The picketers chanted, "Hey, Kaiser, you can't hide; we can see your greedy side."

Beckie Seitz, interim chief nurse rep for CNA at Kaiser Walnut Creek, said the issue of nurse reassignments had been the subject of two bargaining sessions in the last three weeks.

The union has a new three-year contract, settled in the spring, that will take nurses from September 2011 to September 2014. That contract includes language about layoffs that is a subject of the current bargaining.

"It isn't about money; it isn't about benefits," said Seitz. "It's about our community — the patients we serve. It's about safe care."

The bargaining includes disagreement over the number of Kaiser members, with the union now gathering data to show an "explosion" in growth, Seitz said.

Campbell said, "Over the past several years we have seen changes in patient volumes at our Walnut Creek hospital — volumes have increased in some units and decreased in others. As a result, we need to adjust our staffing levels to help ensure we continue to provide high-quality care and service to our members and patients." 

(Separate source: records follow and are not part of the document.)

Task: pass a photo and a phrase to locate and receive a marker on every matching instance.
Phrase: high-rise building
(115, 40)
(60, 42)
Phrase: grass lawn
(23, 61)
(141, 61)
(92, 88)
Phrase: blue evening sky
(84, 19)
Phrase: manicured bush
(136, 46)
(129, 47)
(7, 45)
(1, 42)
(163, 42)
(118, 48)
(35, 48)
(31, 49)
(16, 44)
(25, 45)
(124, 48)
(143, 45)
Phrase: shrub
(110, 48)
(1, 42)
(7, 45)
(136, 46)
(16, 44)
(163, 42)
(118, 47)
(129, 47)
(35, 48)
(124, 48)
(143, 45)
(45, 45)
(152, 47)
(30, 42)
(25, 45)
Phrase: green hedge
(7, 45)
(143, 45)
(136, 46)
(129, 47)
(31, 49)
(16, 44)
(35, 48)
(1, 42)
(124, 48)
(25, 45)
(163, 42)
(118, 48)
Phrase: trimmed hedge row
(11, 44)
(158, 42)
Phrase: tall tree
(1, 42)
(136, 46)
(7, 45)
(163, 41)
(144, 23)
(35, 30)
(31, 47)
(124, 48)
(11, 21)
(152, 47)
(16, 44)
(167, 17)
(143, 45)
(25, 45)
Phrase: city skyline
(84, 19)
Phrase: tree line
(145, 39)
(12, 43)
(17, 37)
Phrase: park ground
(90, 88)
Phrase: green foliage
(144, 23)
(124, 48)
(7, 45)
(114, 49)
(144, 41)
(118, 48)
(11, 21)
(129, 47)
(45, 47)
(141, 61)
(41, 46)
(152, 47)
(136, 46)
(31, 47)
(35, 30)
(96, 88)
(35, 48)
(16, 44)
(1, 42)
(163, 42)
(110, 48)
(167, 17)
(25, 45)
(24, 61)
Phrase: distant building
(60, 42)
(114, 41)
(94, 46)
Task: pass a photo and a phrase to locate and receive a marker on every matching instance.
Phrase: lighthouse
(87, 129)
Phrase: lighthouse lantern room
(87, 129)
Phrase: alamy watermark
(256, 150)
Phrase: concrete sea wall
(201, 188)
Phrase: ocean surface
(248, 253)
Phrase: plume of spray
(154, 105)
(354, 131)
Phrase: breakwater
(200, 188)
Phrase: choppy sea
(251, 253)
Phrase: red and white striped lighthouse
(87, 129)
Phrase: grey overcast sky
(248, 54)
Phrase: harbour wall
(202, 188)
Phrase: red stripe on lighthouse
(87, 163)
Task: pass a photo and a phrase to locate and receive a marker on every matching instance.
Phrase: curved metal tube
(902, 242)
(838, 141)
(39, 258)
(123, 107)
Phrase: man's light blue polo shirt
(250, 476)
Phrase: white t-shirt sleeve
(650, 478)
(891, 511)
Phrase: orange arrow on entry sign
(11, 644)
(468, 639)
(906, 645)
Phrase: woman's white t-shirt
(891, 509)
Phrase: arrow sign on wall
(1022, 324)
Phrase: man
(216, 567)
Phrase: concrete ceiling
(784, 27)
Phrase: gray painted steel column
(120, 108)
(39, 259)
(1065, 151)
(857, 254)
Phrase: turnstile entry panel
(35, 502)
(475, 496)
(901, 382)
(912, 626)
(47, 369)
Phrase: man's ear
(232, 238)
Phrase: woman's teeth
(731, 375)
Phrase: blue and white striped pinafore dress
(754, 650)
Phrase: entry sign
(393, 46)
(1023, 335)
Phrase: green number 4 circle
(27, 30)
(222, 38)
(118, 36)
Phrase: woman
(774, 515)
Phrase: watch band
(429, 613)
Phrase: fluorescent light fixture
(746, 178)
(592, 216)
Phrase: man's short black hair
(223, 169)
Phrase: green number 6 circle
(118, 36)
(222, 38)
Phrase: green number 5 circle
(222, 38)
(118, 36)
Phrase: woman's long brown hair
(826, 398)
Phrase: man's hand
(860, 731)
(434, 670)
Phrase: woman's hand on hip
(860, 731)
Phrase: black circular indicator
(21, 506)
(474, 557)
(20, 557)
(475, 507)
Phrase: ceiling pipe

The union has documented more than 600 instances of unsafe staffing in the last year and a half, according to a CNA statement passed out in informational picketing. 

"They are just ignoring it," Seitz said. "They're sweeping it under the rug."

The reassignments are accompanied by an administration plan for a "float pool" of nurses to be deployed to different departments, which will take many nurses away from specialties where they use skills gained over years, Seitz said.

"We are in compliance with state-mandated staffing ratios, but the fact is we have too many nurses in some areas of the hospital," stated Campbell, herself an RN who also has a Ph.D. "In those areas we are often paying nurses to perform duties that are not related to patient care. At the same time, we are paying overtime for nurses in units where patient volume has increased. We simply want to make sure our nurses are working in the units where they are needed—and that they are taking care of patients."

Campbell said the administration values nurses and is "committed to bargaining in good faith."